I don't doubt Amodei's sincerity. The Glasswing model — curating access among defenders, patching vulnerabilities proactively before broader capability diffusion — is the right instinct. Mythos found a 27-year-old OpenBSD vulnerability, a 17-year-old FreeBSD remote code execution bug that grants complete root access to any machine running NFS, and thousands more critical flaws across major software systems. The theory behind restricted release is sound: give defenders a head start, patch the worst vulnerabilities before adversaries can weaponise the same capabilities. Anthropic even brought Amodei to the White House to brief policymakers on the risks.

The real issue: The threat model behind "controlled access" assumed that keeping a dangerous AI model slightly out of reach was meaningful security. Mythos proved it isn't — the defence window lasted zero days.

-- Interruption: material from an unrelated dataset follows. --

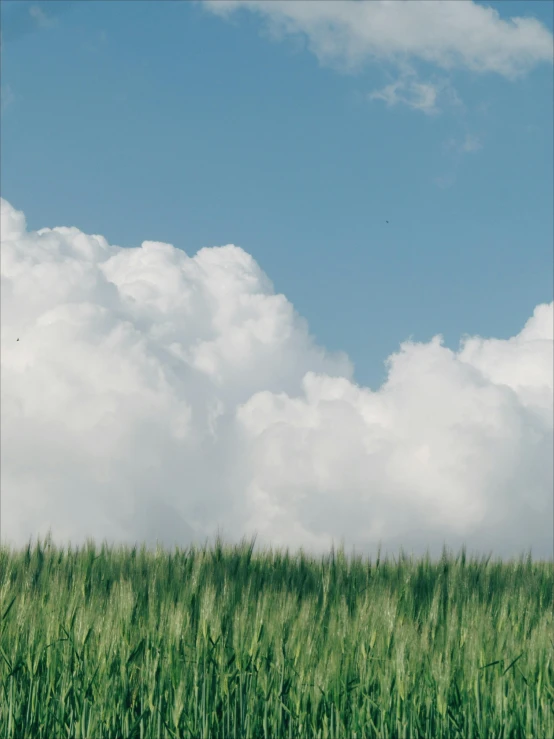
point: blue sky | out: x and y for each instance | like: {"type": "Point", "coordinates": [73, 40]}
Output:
{"type": "Point", "coordinates": [164, 121]}
{"type": "Point", "coordinates": [156, 387]}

The strongest defence of controlled release goes like this: even if some unauthorised users slip through, restricting access slows proliferation. Better to have 40 defenders and a handful of bad actors than to open the floodgates entirely. But this breach isn't a leak from a small hole — it's a structural failure. The unauthorised group has had continuous access for nearly three weeks, sharing live demonstrations and screenshots with journalists. They haven't launched attacks, but the point isn't their intentions. The point is that once Mythos existed, restricting it became a management problem, not a safety solution. And management problems are solvable — until they aren't.

The deeper issue is that the entire "responsible release" framing implicitly accepts the premise that the model had to be built in this form. It didn't. Anthropic made a deliberate choice to train a model to autonomous offensive cybersecurity capability, then decided access control would manage the risk. That sequencing is backwards. The hard question — one that no one in the Project Glasswing press coverage has seriously asked — is whether training a model to autonomously chain exploits across systems was the responsible decision in the first place, regardless of who you allow to use it afterwards.

Amodei is right that more powerful models are coming. But the lesson of Mythos isn't how to run better restricted-access programmes. It's that the industry needs an honest debate about which capabilities should be trained at all — because once a capability exists, containment is a race you're already losing.